COVID-19: A Pandemic Analyzed As A “System” — And some suggested strategies for the future

My research and writing specialty is the economics of urban form and transport. I enjoy dialectical analysis of wicked problems, and discovering “unintended consequences” that are the explanation for failure of popular policies. For example, certain popular kinds of prescriptive urban planning create distortions that undermine the very intention of the planning. This is the focus of more than one of my essays.

As the COVID-19 pandemic has proceeded, I have noticed certain features that deserve more attention. I do not intend to delve into medical complexities; only to suggest extra-medical factors that might be missed because the focus is heavily on certain politicized factors.

For example, when borders were closed, when enforced quarantining of foreign arrivals was imposed, when lockdowns were imposed, how many ventilators were available, how much PPE was available, who was responsible. Quite enough is being said about these things already.

In my research about urban economies, I constantly find broad assumptions being made by policy makers and expert advisors based on “national data”; for example on housing affordability, home ownership, mortgage debt and so on. But some nations have a whole lot of completely disparate outcomes among their own cities; especially the USA. San Francisco, Houston and Detroit are worlds apart, as urban economies. National-aggregate data is useless. Within cities — more correctly, “urban areas”, there is a known variety of “forms” and densities. This means that “urban area” density data produces some surprising outcomes at times — for example, Los Angeles urban area is denser than the New York urban area. To understand urban areas properly, it is necessary to dig deeper into the data: New York is an extremely dense, tall urban core surrounded by low density suburban sprawl spreading for dozens of miles in several directions. Los Angeles lacks a significant core and lacks truly high density anywhere, and yet its suburbs are so overwhelmingly medium density (comparable in fact with Western European suburbs) rather than the very low density found in New York urban area’s suburbs, that its overall density is “dragged up” to exceed the other’s.

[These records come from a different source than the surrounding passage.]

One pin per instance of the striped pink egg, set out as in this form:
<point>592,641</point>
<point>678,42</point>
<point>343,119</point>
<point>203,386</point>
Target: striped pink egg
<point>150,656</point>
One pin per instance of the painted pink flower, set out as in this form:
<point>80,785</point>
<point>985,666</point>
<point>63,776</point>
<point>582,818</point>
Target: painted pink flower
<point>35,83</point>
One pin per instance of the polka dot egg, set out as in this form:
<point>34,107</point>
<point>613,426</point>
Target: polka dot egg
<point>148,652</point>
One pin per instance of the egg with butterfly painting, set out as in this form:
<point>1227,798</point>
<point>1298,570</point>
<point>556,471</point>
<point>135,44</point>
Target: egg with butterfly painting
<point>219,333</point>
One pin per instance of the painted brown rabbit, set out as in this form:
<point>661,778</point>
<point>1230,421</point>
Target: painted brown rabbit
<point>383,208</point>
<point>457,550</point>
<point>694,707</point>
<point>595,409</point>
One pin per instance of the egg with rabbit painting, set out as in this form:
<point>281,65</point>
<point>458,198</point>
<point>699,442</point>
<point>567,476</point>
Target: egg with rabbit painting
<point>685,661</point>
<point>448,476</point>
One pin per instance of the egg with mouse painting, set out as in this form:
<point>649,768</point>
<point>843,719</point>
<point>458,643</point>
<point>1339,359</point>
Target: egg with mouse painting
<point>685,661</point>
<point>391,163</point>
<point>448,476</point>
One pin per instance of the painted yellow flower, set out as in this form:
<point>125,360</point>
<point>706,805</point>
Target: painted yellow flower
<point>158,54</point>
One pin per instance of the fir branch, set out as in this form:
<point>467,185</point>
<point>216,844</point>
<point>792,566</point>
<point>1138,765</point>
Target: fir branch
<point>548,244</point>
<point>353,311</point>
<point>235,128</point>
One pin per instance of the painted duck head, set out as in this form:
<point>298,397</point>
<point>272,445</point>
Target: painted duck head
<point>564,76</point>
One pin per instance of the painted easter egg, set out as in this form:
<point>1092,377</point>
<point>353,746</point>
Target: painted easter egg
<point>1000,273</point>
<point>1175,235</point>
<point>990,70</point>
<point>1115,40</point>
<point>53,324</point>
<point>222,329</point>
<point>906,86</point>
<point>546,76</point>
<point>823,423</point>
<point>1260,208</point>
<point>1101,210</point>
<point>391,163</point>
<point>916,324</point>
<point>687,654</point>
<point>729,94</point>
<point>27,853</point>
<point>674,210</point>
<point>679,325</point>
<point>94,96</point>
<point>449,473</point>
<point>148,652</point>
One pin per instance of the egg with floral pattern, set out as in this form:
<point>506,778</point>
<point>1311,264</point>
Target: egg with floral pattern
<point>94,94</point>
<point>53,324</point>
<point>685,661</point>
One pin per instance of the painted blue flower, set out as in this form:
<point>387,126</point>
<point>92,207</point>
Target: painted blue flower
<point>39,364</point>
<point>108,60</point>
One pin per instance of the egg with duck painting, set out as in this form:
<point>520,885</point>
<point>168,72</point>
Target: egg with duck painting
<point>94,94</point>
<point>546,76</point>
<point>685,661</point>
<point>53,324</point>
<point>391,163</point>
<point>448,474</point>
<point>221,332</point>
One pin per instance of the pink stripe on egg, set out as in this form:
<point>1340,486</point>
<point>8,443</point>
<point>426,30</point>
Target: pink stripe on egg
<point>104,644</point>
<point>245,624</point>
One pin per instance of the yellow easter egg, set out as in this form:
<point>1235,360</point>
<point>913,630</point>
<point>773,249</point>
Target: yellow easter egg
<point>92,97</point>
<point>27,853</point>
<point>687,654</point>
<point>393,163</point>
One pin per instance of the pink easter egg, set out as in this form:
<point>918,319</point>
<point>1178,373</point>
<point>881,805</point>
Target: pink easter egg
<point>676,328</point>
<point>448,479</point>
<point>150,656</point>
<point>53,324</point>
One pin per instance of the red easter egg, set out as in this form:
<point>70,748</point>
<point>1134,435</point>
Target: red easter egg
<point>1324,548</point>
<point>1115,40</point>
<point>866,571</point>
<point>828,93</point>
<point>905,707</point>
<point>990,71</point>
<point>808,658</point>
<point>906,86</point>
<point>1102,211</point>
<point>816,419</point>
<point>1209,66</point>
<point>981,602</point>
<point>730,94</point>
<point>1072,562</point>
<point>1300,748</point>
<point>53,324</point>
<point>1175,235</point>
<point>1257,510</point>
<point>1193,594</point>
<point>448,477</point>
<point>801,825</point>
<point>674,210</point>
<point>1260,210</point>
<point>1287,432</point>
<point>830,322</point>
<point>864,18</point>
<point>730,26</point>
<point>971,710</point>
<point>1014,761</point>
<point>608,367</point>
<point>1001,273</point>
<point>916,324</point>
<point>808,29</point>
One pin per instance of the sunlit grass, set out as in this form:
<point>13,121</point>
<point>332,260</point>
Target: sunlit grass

It is my familiarity with confusion among policy makers and advocates about how actual cities evolved, and the differences when looked at more closely, that has led me to making similar observations about the COVID-19 pandemic. We are obsessed with national data: deaths per million so far; numbers of ventilators still available; whether the curve has flattened yet; what difference lockdown policies made to the shape of the curve. Governments are being judged on the basis of how their nation is performing — but everywhere one looks, this pandemic is the story of extremely bad epicenters and clusters in relatively few locations, and a much less dramatic story everywhere else.

What are the features of all these extremely bad epicenters?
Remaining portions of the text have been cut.